ROSALIND. No, faith, die by attorney. The poor world is almost six
thousand years old, and in all this time there was not any man
died in his own person, videlicet, in a love-cause. Troilus had
his brains dash'd out with a Grecian club; yet he did what he
could to die before, and he is one of the patterns of love.
Leander, he would have liv'd many a fair year, though Hero had
turn'd nun, if it had not been for a hot midsummer night; for,
good youth, he went but forth to wash him in the Hellespont, and,
being taken with the cramp, was drown'd; and the foolish
chroniclers of that age found it was- Hero of Sestos. But these
are all lies: men have died from time to time, and worms have
eaten them, but not for love.
ORLANDO. I would not have my right Rosalind of this mind; for,
I protest, her frown might kill me.
ROSALIND. By this hand, it will not kill a fly. But come, now I
will be your Rosalind in a more coming-on disposition; and ask me
what you will, I will grant it.
ORLANDO. Then love me, Rosalind.
ROSALIND. Yes, faith, will I, Fridays and Saturdays, and all.

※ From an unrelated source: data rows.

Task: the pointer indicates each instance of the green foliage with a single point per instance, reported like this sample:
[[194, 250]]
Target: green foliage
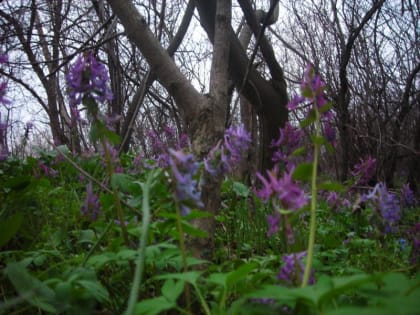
[[55, 260]]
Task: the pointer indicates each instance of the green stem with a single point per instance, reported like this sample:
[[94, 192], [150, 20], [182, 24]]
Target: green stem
[[142, 249], [183, 252], [97, 243], [312, 224], [115, 194]]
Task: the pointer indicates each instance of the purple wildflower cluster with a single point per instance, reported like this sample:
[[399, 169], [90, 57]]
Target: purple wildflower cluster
[[87, 78], [91, 207], [168, 139], [364, 171], [223, 157], [285, 193], [292, 270], [284, 189], [290, 139], [387, 204], [184, 168], [46, 170], [407, 196]]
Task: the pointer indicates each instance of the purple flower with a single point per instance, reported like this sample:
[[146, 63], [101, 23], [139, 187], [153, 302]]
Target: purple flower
[[3, 58], [295, 102], [386, 203], [364, 171], [290, 138], [3, 90], [91, 207], [184, 168], [88, 78], [329, 132], [292, 270], [283, 189], [407, 195], [273, 223]]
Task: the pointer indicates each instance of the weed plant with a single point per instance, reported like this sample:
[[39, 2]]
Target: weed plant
[[108, 233]]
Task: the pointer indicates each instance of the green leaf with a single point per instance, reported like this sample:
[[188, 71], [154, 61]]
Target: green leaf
[[190, 276], [193, 231], [9, 227], [121, 181], [86, 236], [331, 186], [320, 140], [171, 290], [303, 172], [154, 306], [95, 289], [240, 189], [299, 152], [31, 289], [240, 273]]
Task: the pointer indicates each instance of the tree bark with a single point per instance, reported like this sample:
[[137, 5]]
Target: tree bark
[[269, 98]]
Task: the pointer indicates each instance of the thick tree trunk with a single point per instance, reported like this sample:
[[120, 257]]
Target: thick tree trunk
[[269, 98]]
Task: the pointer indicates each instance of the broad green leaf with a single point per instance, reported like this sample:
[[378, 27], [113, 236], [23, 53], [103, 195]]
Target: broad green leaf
[[171, 290], [239, 274], [9, 227], [240, 189], [98, 261], [121, 181], [95, 289], [190, 276], [153, 306], [331, 186], [31, 289], [193, 231], [87, 236]]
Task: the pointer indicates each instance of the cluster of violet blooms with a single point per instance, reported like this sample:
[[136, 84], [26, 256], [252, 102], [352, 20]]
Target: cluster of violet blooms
[[87, 82], [279, 187], [220, 161], [225, 155], [87, 78]]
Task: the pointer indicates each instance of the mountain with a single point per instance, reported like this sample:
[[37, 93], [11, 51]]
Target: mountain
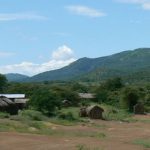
[[122, 64], [15, 77]]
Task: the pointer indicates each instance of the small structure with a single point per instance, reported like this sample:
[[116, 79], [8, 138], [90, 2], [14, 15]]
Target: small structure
[[138, 109], [12, 102], [6, 105], [83, 112], [86, 95], [95, 112], [66, 103]]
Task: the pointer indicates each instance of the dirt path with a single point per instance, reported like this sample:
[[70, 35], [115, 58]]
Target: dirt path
[[119, 136]]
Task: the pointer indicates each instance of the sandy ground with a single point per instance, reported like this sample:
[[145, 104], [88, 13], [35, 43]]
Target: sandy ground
[[119, 136]]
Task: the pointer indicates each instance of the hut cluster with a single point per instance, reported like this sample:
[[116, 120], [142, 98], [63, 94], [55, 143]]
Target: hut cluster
[[11, 103], [93, 112]]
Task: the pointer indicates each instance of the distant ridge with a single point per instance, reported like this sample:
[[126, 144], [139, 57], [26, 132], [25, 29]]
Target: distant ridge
[[123, 64], [15, 77]]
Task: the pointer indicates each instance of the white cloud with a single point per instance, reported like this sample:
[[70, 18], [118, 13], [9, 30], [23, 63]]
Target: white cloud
[[5, 54], [62, 53], [21, 16], [85, 11], [61, 57], [145, 4]]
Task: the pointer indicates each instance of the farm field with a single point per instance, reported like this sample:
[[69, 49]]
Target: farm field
[[94, 135]]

ORLANDO. And wilt thou have me?
ROSALIND. Ay, and twenty such.
ORLANDO. What sayest thou?
ROSALIND. Are you not good?
ORLANDO. I hope so.
ROSALIND. Why then, can one desire too much of a good thing?
Come, sister, you shall be the priest, and marry us. Give me your hand,
Orlando. What do you say, sister?
ORLANDO. Pray thee, marry us.
CELIA. I cannot say the words.
ROSALIND. You must begin 'Will you, Orlando'-
CELIA. Go to. Will you, Orlando, have to wife this Rosalind?
ORLANDO. I will.
ROSALIND. Ay, but when?
ORLANDO. Why, now; as fast as she can marry us.
ROSALIND. Then you must say 'I take thee, Rosalind, for wife.'
ORLANDO. I take thee, Rosalind, for wife.
ROSALIND. I might ask you for your commission; but- I do take thee,
Orlando, for my husband. There's a girl goes before the priest;
and, certainly, a woman's thought runs before her actions.
ORLANDO. So do all thoughts; they are wing'd.
ROSALIND. Now tell me how long you would have her, after you have
possess'd her.
ORLANDO. For ever and a day.
ROSALIND. Say 'a day' without the 'ever.' No, no, Orlando; men are
April when they woo, December when they wed: maids are May when
they are maids, but the sky changes when they are wives. I will
be more jealous of thee than a Barbary cock-pigeon over his hen,
more clamorous than a parrot against rain, more new-fangled than
an ape, more giddy in my desires than a monkey. I will weep for
nothing, like Diana in the fountain, and I will do that when you
are dispos'd to be merry; I will laugh like a hyen, and that when
thou are inclin'd to sleep.
ORLANDO. But will my Rosalind do so?
ROSALIND. By my life, she will do as I do.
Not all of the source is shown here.